Women who love too much aren’t very interested in metaphysical sins of this nature. Squandering their child’s college-savings fund, throwing acid at the legal wife, abandoning their bodies to violence, self-imprisonment, subsidizing their man’s drug habit by prostitution, catatonic depression, drunk driving, these are the kinds of practical sins that preoccupy them, and in comparison to them my sins of thought and feeling turn white as snow. Well, maybe not quite white, but you could certainly say they pale in comparison.
It’s not the fact that I have no sensational sins that prevents me from confessing to the group. The problem is the language.

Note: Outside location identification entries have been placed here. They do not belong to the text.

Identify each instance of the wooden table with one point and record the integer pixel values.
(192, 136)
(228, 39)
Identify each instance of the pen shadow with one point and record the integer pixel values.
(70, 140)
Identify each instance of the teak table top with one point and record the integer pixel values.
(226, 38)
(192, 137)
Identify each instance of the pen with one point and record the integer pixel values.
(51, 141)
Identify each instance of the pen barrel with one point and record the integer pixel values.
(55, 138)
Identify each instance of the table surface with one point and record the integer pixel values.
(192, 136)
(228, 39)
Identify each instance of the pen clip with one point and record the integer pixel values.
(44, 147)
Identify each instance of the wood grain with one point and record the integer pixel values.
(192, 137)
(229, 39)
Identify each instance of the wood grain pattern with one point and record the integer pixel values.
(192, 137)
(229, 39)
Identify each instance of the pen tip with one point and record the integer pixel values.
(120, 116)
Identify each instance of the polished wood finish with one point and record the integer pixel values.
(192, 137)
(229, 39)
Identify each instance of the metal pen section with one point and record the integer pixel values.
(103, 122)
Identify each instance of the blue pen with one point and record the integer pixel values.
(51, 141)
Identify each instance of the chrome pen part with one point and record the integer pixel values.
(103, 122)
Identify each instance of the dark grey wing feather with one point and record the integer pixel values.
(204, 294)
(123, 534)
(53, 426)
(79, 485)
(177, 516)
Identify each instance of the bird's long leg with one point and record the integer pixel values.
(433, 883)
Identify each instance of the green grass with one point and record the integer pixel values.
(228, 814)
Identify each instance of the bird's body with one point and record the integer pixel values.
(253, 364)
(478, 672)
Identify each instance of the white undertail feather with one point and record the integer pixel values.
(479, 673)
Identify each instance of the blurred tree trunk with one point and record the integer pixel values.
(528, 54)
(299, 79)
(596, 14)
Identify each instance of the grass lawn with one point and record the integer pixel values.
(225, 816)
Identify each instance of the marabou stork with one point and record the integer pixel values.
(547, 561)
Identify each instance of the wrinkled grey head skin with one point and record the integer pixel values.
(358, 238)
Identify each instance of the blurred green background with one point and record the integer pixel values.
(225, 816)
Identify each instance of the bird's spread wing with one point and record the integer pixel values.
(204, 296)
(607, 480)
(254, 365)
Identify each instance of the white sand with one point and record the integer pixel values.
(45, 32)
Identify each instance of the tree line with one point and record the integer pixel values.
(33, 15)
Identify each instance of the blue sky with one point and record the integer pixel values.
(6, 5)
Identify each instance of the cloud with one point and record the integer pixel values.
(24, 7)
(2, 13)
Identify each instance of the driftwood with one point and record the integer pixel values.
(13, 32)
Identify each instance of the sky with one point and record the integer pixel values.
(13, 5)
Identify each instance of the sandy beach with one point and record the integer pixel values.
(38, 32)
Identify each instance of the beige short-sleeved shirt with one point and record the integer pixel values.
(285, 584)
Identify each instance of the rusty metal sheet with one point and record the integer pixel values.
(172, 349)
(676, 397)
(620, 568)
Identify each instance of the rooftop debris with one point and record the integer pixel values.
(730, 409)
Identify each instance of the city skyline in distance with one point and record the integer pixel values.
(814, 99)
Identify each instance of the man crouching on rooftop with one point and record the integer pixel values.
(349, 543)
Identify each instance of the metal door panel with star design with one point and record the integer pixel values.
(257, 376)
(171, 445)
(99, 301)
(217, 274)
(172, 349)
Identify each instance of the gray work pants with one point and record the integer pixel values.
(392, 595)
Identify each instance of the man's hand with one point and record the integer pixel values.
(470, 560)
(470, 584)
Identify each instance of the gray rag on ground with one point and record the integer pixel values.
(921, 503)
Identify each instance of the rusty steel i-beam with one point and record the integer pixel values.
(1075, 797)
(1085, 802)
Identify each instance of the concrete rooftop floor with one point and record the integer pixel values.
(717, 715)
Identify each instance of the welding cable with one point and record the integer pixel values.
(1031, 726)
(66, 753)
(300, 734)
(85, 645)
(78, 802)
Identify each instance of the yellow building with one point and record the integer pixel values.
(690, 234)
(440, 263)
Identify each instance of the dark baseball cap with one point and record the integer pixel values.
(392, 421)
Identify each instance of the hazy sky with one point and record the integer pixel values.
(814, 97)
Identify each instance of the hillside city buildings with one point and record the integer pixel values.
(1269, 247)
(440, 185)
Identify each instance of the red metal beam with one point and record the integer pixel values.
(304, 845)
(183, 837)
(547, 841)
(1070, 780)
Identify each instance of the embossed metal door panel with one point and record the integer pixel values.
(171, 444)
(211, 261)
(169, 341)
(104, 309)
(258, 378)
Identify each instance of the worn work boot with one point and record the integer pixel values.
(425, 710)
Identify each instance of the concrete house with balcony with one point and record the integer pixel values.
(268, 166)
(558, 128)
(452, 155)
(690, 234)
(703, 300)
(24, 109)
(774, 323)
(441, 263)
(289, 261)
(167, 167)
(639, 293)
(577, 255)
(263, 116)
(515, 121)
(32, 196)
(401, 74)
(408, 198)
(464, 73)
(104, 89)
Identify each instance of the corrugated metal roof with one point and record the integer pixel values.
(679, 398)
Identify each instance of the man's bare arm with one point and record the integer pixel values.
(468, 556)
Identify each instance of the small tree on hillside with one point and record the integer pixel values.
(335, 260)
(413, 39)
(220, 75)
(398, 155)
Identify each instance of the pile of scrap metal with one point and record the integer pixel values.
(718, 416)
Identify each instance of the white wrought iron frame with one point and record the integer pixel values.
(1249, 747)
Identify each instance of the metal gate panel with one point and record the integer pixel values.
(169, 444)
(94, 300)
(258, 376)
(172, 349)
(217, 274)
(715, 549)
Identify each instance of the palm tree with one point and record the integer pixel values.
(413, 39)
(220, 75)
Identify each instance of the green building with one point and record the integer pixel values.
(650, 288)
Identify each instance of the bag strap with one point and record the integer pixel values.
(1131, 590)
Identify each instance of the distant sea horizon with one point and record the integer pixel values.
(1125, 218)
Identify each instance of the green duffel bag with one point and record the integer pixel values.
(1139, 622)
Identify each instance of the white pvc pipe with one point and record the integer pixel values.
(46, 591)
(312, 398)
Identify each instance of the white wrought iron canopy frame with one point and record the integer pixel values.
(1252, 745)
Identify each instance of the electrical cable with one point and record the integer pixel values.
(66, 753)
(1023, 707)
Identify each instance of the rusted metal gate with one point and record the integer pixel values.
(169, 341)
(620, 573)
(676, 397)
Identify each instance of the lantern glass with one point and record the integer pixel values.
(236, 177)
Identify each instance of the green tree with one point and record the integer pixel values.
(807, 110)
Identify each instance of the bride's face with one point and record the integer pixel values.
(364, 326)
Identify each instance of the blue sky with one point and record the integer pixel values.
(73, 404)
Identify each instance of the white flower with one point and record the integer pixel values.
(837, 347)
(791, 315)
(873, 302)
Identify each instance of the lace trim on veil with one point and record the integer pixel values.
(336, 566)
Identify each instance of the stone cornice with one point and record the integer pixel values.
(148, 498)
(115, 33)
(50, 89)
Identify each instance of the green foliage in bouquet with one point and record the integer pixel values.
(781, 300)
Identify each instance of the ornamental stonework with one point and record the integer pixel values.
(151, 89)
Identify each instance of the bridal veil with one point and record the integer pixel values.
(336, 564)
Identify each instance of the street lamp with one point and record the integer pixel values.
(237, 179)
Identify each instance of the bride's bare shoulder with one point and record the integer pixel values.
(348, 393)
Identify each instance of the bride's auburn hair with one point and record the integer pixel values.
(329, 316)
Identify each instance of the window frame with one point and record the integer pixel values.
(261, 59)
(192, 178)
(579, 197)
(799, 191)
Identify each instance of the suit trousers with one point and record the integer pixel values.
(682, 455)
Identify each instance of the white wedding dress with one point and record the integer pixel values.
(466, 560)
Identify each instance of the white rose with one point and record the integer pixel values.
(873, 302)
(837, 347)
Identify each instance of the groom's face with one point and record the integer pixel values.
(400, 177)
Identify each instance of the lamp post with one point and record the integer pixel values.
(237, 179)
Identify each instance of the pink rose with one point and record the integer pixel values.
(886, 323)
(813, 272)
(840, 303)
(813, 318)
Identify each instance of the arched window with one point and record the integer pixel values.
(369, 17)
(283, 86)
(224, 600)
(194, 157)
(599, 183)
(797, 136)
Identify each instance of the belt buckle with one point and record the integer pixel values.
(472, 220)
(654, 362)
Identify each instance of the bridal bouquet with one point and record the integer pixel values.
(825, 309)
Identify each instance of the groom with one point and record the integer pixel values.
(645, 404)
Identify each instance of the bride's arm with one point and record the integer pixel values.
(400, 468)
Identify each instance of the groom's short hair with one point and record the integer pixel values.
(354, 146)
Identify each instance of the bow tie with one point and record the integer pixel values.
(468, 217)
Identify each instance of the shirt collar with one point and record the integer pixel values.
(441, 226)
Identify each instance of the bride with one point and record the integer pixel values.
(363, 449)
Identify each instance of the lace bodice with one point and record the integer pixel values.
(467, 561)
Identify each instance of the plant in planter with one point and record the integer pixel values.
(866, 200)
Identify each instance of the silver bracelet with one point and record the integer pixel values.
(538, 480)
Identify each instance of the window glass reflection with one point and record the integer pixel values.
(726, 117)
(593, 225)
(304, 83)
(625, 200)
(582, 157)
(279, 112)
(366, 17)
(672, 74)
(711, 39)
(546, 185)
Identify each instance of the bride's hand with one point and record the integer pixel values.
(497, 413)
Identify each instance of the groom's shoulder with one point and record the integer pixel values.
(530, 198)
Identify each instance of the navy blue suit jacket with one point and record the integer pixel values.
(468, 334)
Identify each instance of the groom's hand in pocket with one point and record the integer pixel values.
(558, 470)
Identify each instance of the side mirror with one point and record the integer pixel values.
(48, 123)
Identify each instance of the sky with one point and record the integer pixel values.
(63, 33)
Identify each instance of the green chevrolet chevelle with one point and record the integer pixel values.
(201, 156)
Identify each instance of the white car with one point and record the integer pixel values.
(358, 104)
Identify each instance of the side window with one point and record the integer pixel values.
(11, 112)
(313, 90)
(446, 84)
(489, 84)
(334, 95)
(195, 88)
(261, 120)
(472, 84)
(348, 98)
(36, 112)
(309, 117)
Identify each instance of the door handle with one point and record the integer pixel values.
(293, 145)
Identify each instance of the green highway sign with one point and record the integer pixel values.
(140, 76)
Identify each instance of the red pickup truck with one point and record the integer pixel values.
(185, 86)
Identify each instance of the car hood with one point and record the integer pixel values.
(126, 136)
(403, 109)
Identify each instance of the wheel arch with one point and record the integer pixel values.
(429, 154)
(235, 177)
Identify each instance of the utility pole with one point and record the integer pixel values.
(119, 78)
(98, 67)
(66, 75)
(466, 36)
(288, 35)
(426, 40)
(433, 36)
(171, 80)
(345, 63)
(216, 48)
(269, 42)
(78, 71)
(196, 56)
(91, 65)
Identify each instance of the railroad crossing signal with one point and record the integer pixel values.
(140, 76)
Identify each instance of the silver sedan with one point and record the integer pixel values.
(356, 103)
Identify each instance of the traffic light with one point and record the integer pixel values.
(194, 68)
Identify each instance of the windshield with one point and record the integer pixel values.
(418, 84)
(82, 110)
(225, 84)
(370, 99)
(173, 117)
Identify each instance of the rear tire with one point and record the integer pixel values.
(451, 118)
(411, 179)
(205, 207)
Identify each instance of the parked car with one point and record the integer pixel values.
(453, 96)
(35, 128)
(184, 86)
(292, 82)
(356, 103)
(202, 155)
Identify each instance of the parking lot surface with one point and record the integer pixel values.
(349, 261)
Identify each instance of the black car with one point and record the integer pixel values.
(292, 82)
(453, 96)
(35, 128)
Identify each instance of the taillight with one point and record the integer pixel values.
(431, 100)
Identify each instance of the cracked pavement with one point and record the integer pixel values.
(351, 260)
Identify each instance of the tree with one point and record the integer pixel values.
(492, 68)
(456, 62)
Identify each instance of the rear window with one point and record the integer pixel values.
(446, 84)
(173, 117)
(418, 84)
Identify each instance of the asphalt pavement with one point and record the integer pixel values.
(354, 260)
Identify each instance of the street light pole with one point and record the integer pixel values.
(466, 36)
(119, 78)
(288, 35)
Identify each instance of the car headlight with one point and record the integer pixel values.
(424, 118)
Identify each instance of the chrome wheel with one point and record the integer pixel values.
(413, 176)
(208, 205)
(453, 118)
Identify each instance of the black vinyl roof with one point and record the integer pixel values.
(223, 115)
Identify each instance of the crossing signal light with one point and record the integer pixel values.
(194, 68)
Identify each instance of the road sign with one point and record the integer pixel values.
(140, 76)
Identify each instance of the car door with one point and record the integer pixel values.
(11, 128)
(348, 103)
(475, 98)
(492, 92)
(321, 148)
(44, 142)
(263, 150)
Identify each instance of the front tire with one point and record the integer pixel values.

They are all guilty of “co-dependency,” they all want to free themselves of “harmful relationships” and make themselves fit for “meaningful relationships.” They are all trying “to develop their spiritual aspect,” to “grow emotionally,” “to be in touch with their feelings”—whatever the hell that means — and all of them without exception believe in the liberating effect of archaeology. As a consequence of this belief they carry out energetic excavations in their family history, and on bad nights I definitely find their stories gripping. Senile Sandy from Seattle, for example, had an alcoholic father and an alcoholic grandfather, which in her opinion and that of the group explains the “co-dependency” she has with her clown. Brainless Betty from Boston has no history of alcoholism in the family, but she had a neglectful mother who to this day is still a compulsive overeater. And it’s certainly touching to read how little Betty used to hide the bread in hopes of saving something for her school sandwich from her mother’s nightly kitchen raids. Except that according to Betty’s and the rest of the group’s logic, a mother who loves food sentences her daughter to a lifetime of compulsive love, and at that point I stop being touched and begin to laugh.
On a number of occasions I was tempted to make the girls happy and join the party at last by cooking up some sort of terminal explanation for my case. An eloquent etiology of my disease. Ready? Yes, they’re all ready. So what happened to me, girls, is that my father was hardly ever at home, my heroic father was in the army with men and other women, he was with other women a lot, and I never had a real home either, because the first eight years of my life I spent in the children’s house on a kibbutz. Allow me to confine myself for a moment to the story of the kibbutz.
Kibbutz, girls, do you have any idea of what a kibbutz is? No, of course you don’t, because the only people who know what a kibbutz is are those who grew up on one, like me. If there are any Jewish souls among you, if you grew up on the propaganda of the Jewish National Fund, kindly forget the fishermen spreading their nets, the female tractor driver and the suntanned women picking oranges and smiling photogenic smiles from the tops of their ladders. A kibbutz, my sisters, is not a poster, and even though the children’s house covered in ivy and bougainvillea looks like the Garden of Eden in the photographs, that’s what the island in Lord of the Flies looked like in the beginning, too.